Opinion
November 22, 1976
Appeal by defendant from a judgment of the Supreme Court, Kings County, rendered December 20, 1974, convicting him of kidnapping in the second degree, robbery in the first and second degrees and grand larceny in the third degree (two counts), upon a jury verdict, and sentencing him as a second felony offender. Judgment modified, on the law and the facts, by (1) reducing the conviction of kidnapping in the second degree to a conviction of unlawful imprisonment in the first degree, (2) reversing the convictions of grand larceny in the third degree (two counts), and the sentences imposed thereon, and dismissing the said counts, and (3) otherwise vacating all of the sentences imposed upon defendant. As so modified, judgment affirmed, and case remanded to Criminal Term for a hearing to be held in accordance herewith and for resentence upon the unlawful imprisonment and robbery convictions following such hearing. Defendant's conviction of kidnapping in the second degree cannot stand. The proof revealed that any detention of the victim was incidental to the commission of the crimes of rape, sodomy and robbery (cf. People v Watts, 48 A.D.2d 863; People v Usher, 49 A.D.2d 499; People v Lombardi, 20 N.Y.2d 266). Since the crime of unlawful imprisonment in the first degree was established beyond a reasonable doubt, the judgment has been modified accordingly (see People v Ennis, 50 A.D.2d 935). The grand larceny convictions were inclusory concurrent counts of the robbery counts.
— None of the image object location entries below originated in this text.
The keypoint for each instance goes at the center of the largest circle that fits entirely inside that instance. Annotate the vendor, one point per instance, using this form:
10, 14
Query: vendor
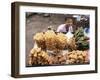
67, 26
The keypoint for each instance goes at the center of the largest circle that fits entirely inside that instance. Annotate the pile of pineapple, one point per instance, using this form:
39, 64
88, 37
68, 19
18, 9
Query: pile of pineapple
57, 42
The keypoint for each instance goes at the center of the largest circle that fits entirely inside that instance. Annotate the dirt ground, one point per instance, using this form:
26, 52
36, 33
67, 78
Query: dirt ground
39, 23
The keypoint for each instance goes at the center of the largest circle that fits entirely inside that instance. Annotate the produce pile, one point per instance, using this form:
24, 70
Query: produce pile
76, 48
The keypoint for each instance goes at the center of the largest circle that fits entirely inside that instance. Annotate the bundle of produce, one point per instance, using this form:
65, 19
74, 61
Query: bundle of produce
39, 57
61, 41
76, 57
58, 59
81, 40
50, 40
40, 40
71, 44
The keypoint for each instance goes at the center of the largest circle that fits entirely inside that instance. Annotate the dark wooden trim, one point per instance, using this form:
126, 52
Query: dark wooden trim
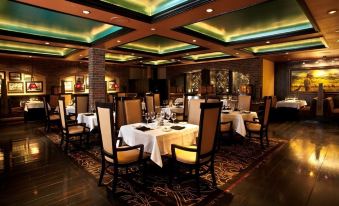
282, 51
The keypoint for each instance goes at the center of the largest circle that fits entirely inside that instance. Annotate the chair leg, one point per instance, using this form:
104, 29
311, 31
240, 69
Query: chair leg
197, 180
213, 175
102, 172
115, 179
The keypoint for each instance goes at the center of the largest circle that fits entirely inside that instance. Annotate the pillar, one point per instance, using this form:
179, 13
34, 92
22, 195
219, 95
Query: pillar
96, 75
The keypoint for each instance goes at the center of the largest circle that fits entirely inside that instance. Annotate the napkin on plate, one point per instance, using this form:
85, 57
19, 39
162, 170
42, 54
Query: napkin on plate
143, 128
177, 127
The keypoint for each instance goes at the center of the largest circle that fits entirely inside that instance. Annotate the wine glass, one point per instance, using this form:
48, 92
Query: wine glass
173, 117
152, 116
147, 117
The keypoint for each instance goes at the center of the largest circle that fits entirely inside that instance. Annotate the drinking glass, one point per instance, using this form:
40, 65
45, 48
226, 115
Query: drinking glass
173, 117
147, 117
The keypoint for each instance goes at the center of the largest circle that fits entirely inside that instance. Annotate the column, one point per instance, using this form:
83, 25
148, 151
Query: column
96, 74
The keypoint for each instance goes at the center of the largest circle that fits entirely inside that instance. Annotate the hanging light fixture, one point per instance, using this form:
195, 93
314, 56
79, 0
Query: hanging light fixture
32, 84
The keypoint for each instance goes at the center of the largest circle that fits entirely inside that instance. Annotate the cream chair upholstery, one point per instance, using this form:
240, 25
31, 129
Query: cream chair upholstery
260, 127
244, 102
201, 155
81, 104
157, 102
194, 111
132, 111
70, 130
150, 103
50, 118
111, 154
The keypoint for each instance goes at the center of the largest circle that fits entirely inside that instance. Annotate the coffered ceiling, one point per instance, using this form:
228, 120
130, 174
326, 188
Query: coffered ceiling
173, 32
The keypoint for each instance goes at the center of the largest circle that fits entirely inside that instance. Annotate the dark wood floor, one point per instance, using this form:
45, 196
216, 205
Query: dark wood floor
303, 172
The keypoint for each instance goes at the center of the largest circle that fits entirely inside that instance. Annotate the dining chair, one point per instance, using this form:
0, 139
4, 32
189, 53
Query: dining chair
70, 130
194, 111
202, 154
157, 107
112, 151
132, 111
260, 126
244, 102
50, 117
150, 103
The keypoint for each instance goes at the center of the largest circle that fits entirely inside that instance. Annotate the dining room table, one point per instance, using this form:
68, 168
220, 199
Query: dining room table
157, 140
238, 119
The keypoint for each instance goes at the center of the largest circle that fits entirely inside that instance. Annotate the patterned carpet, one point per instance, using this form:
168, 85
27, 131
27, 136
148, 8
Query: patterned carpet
232, 162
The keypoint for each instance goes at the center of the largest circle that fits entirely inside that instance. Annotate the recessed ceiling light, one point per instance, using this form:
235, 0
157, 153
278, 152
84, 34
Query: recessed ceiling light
332, 12
86, 12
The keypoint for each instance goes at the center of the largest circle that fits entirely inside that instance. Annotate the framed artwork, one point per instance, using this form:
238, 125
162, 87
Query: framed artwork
15, 87
39, 87
14, 76
80, 78
68, 86
309, 80
27, 77
2, 74
111, 85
Therefore, the grand larceny convictions must be reversed (see CPL 300.40, subd 4; People v Grier, 37 N.Y.2d 847). Defendant was improperly sentenced. He asserted that his prior conviction was the result of his having been represented by incompetent counsel. Criminal Term should not have summarily rejected defendant's claim. A hearing is required (see CPL 400.21; People v Lindbergh, 33 A.D.2d 800). Defendant's other contentions have been considered and have been found to be without merit. Cohalan, Acting P.J., Margett, Damiani, Rabin and Hawkins, JJ., concur.